Improving the Training of Rectified Flows (2405.20320v2)

Published 30 May 2024 in cs.CV, cs.AI, and cs.LG

Abstract: Diffusion models have shown great promise for image and video generation, but sampling from state-of-the-art models requires expensive numerical integration of a generative ODE. One approach for tackling this problem is rectified flows, which iteratively learn smooth ODE paths that are less susceptible to truncation error. However, rectified flows still require a relatively large number of function evaluations (NFEs). In this work, we propose improved techniques for training rectified flows, allowing them to compete with \emph{knowledge distillation} methods even in the low NFE setting. Our main insight is that under realistic settings, a single iteration of the Reflow algorithm for training rectified flows is sufficient to learn nearly straight trajectories; hence, the current practice of using multiple Reflow iterations is unnecessary. We thus propose techniques to improve one-round training of rectified flows, including a U-shaped timestep distribution and LPIPS-Huber premetric. With these techniques, we improve the FID of the previous 2-rectified flow by up to 75\% in the 1 NFE setting on CIFAR-10. On ImageNet 64$\times$64, our improved rectified flow outperforms the state-of-the-art distillation methods such as consistency distillation and progressive distillation in both one-step and two-step settings and rivals the performance of improved consistency training (iCT) in FID. Code is available at https://github.com/sangyun884/rfpp.

Citations (7)

View on Semantic Scholar

Summary

The paper shows that a single Reflow iteration can achieve near-straight trajectories, reducing computational burden compared to multi-step methods.
It introduces a U-shaped timestep distribution and LPIPS-Huber loss, leading to up to a 50% reduction in FID on key datasets.
Empirical results on CIFAR-10 and ImageNet 64×64 demonstrate that enhanced rectified flows yield competitive quality with significantly fewer function evaluations.

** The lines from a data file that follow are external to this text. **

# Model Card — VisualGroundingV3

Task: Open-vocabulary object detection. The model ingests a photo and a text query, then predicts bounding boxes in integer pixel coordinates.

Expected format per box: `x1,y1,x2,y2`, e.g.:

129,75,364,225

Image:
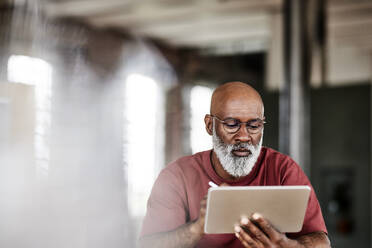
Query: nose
234,123,251,143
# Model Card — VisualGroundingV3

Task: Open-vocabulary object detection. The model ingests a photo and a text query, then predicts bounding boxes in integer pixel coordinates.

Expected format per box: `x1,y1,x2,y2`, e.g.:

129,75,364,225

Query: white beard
212,122,263,178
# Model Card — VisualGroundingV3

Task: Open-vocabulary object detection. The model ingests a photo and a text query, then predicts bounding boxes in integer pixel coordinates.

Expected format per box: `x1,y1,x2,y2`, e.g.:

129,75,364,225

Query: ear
204,114,213,136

Improved Training Techniques for Rectified Flows: Enhancing Low NFE Performance

Rectified flows have emerged as a compelling alternative to diffusion models for image and video generation tasks, particularly when emphasis is placed on reducing the number of function evaluations (NFEs) required for generation. The paper under review introduces a suite of novel training techniques aimed at significantly enhancing the performance of rectified flows, enabling them to perform competitively with state-of-the-art distillation methods such as Consistency Models (CD) and Progressive Distillation (PD) even in low NFE regimes.

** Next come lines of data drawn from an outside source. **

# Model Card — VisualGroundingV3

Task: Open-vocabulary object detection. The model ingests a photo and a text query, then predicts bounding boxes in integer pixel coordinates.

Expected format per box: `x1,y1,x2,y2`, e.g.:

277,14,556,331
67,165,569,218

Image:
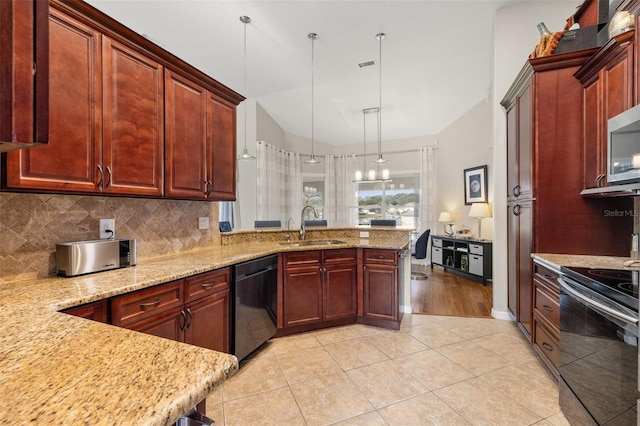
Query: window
357,173,419,227
302,175,324,220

Key Findings and Innovations

One-Round Reflow Sufficiency

A central claim presented in this work is that a single iteration of the Reflow algorithm is sufficient to learn nearly straight trajectories. Previous methods employed multiple iterations of Reflow, which increased computational burden and often resulted in error accumulation. By improving the training process, this paper demonstrates that a single Reflow iteration can achieve similar or superior quality in terms of the generated samples.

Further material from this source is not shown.